How do you involve photography in your everyday? Can you describe one photograph that recently caught your eye?
Although I enjoy looking at photography and can be moved and inspired by it, I am unable to make a decent photograph. I take snapshots of scenes and objects as reminders for use in my paintings.
On a recent morning I heard an interview with one of our members, Edward Boches, who curated the website, Pandemic Boston, as a visual documentation of the Covid-19 outbreak. I immediately viewed the website and was struck by the unique perspectives of the six photographers, Edward Boches, Lou Jones, Margaret Lampert, Jeff Larason, Coco McCabe and Juan Murray; each captured palpable images of pandemic life ranging from quiet isolation to heroism.
What is one book, song, or other visual obsession you have at the moment?

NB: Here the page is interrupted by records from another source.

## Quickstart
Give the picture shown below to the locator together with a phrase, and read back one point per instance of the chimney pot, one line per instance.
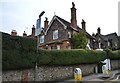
(73, 16)
(83, 25)
(46, 22)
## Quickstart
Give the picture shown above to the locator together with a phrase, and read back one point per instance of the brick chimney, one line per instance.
(14, 33)
(99, 30)
(24, 34)
(73, 16)
(83, 25)
(33, 31)
(46, 22)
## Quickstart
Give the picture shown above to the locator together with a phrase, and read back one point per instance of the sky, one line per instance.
(20, 15)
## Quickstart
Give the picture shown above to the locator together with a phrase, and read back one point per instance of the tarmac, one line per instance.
(98, 78)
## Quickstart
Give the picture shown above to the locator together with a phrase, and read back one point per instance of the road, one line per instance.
(112, 77)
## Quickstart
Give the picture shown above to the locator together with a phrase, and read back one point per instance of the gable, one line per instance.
(52, 21)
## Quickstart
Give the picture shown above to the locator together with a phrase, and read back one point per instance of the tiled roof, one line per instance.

“Michelina’s Letter” edited by Victor Pisano is a collection of the memories of my sculptor friend’s mother, who was born in 1901 and immigrated to the United States from Italy in 1919. She was a self-taught writer, feminist, wife, mother and a designer of fine women’s clothing.
I was impressed by her strength and determination, while amazed at how closely her story parallels some of today’s difficulties traversing the discrimination of immigrants, equal rights for all and the 1918 Spanish Influenza.
What is your favorite place to escape to in nature…mountains? beach? woods? and why?
I cannot last too long without visiting the sea as it provides me with an expansive sense of tranquility. Having lived a number of years in the hills of Chianti, Italy, I immediately feel at peace when I return.
What has been the most eye opening part of our time of physical distancing?
The absence of touch has been difficult. No hugs!
If you could be in a room with anyone to have a one on one conversation about anything, who would that person be and what would you talk about?
My late husband was an artist and a political activist. I would love to know what he would have to say about the current state of our country and the world. It would be a joy to walk together through a museum and continue the dialogue we shared while looking at art.